In de tweede helft van de race merk ik echter de kou, en het gaat een stuk langzamer. Dan merk je weer wat ijszwemmen doet: het kost zoveel energie dat je heel snel je kracht verliest. In 12:52 win ik wel de race, maar duidelijk geen echte toptijd.
Op zaterdag volgt de 200 m. Hierbij zwem ik eerst de serie en daarna de finale. Vlak voor de serie geeft Christopf me nog de goede tip om niet alles in de serie te geven en over te houden voor de finale. Omdat er in deze serie toch ook een paar andere sterk uitziende, onbekende jongens zwemmen neem ik zijn advies maar deels ter harte. Snel van start en dan volhouden. Daarmee lukt het om de serie te winnen. In de finale gaat het nog iets harder, en met 2.11 zwem ik een nieuw Nederlands record. Daarmee ben ik ook de winnaar van de race.

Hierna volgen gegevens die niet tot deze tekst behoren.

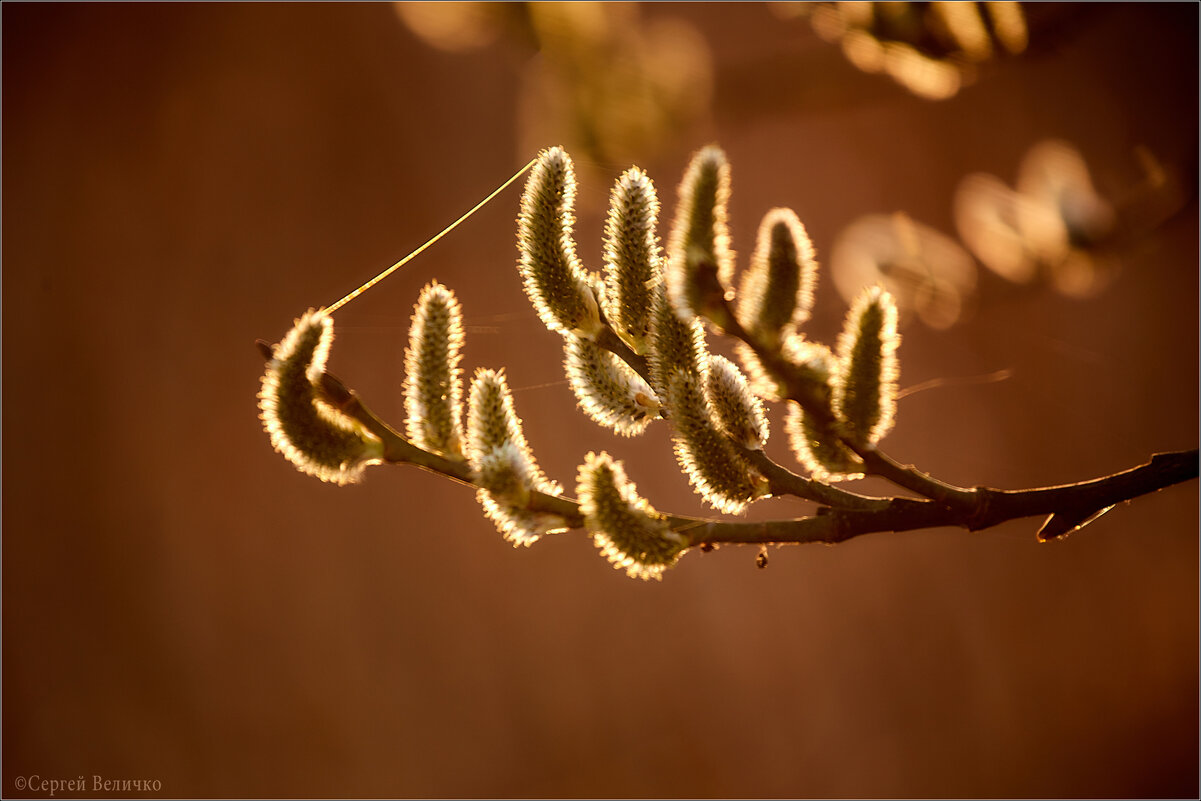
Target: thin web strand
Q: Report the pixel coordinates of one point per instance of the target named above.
(417, 252)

Op zondag de 500 meter. Ook hier weer zo hard mogelijk van start en dan volhouden. Het lukt, en daarmee heb ik mijn tweede Nederlands record op zak (6.05). Wel grappig dat ik op vrijdag een nog snellere tussentijd had op de 500m in de 1000 meter race. Alleen telt die tussentijd niet als officeel record. Je merkt daarmee wel dat drie dagen in het ijskoude water wel een effect heeft.
Het was ook een erg leuke wedstrijd, met heel veel oude en nieuwe bekenden. De enige die ik miste was de huidige wereldrecordhouder, Petar Stoychev. Dit zou (voor zover ik kan zien) de enige wedstrijd waar ik met hem de strijd kon aangaan, maar ja, hij was er niet.